Una serie de azares se concertaron para que la muerte de Martel se convirtiera en una broma de la fatalidad. Sólo días más tarde, cuando pagué la cuenta de la funeraria, advertí que, en el aviso de los diarios, el difunto figuraba con su nombre civil, Estéfano Esteban Caccace. Nadie debía de recordar que así se llamaba el cantor, lo que explica la soledad de su funeral, pero ya era demasiado tarde para reparar el daño. Mucho después, en el verano de Manhattan, me crucé con el 'fano Virgili en la Quinta Avenida y fuimos a tomar un café helado en Starbucks . Me contó que había visto el aviso y que el nombre le sonaba de alguna parte, pero el día del entierro estaba jurando el quinto presidente de la República, se esperaba la devaluación de la moneda, y nadie podía pensar en otra cosa.

En el momento en que Sabadell y yo estábamos poniendo el ataúd dentro del nicho, quince o veinte desaforados irrumpieron en el panteón, deteniéndose a pocos pasos. Al frente del grupo marchaban un muchacho de dientes averiados y una mujer con revoques de maquillaje que agitaba un bastoncito. Aquél llevaba en brazos a una chiquilla de piernas esqueléticas, vestida con una pollera de encaje y una diadema de flores plásticas.

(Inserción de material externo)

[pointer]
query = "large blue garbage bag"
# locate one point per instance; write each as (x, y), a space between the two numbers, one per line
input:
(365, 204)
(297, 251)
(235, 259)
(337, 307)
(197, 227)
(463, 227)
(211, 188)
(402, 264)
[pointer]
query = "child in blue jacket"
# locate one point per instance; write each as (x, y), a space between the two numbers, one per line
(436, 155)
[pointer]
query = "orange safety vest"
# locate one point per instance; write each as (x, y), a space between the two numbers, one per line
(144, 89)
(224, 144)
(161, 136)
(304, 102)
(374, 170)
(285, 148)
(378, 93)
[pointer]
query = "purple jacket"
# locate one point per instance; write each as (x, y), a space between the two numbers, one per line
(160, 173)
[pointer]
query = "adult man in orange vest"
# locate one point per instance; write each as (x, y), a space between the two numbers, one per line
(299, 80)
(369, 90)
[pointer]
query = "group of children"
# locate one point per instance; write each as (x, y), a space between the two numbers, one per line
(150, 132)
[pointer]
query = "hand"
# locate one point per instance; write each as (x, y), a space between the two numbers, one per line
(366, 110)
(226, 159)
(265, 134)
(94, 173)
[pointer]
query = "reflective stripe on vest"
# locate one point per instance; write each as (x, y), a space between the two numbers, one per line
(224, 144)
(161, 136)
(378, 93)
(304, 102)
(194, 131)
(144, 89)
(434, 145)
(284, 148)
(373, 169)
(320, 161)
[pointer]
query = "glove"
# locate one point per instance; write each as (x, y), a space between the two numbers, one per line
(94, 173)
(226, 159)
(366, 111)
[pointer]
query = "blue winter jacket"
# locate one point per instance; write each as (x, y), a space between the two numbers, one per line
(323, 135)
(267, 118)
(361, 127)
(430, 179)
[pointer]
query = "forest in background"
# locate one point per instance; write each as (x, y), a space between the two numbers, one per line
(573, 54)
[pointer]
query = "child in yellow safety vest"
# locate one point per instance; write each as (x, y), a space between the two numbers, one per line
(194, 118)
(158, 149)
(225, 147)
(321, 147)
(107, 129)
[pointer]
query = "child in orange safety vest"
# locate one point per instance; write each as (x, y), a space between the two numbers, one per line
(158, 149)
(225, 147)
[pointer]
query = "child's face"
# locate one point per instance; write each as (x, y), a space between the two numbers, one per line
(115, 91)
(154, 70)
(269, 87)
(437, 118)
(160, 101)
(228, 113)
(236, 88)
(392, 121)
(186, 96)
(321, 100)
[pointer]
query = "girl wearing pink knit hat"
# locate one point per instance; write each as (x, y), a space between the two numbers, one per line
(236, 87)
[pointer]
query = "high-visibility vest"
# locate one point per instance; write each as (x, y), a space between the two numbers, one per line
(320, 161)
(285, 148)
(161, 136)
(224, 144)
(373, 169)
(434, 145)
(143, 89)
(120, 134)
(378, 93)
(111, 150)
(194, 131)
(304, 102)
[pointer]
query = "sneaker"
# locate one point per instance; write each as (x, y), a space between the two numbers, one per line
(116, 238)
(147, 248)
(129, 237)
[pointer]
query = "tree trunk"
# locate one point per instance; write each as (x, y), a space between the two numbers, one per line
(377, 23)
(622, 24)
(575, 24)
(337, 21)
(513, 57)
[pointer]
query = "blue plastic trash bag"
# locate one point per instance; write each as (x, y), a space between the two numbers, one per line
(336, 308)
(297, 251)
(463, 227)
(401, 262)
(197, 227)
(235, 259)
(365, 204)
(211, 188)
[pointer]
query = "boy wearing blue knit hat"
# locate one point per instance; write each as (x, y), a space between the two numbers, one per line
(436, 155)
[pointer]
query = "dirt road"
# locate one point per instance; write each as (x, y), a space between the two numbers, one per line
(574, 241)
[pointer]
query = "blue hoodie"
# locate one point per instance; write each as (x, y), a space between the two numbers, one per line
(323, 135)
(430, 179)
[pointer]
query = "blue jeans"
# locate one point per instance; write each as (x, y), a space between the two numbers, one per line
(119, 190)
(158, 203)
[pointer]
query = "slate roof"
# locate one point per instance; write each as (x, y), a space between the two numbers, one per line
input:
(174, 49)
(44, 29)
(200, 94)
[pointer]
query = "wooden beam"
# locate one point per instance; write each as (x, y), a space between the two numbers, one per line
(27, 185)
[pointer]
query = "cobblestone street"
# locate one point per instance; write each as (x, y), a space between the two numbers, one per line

– ¡Santita, milagro, la nena camina!, gritaba la mujer. El de los dientes dejó a la chiquilla ante uno de los nichos y le ordenó:

– Caminá, Dalmita, para que la santa te vea.

La ayudó a dar un paso y él también gritó:

– ¿Han visto el milagro?

Traté de acercarme para saber a quién veneraban, pero Alcira me retuvo, tomándome del brazo. Como estábamos esperando que sellaran la losa frontal del nicho de Martel, no pudimos marcharnos en aquel momento.

Son devotos de Gilda, me explicó el parco Sabadell. Esa mujer murió hace siete, ocho años, en un accidente en la ruta. Sus cumbias no eran muy populares cuando estaba viva, pero fíjese ahora.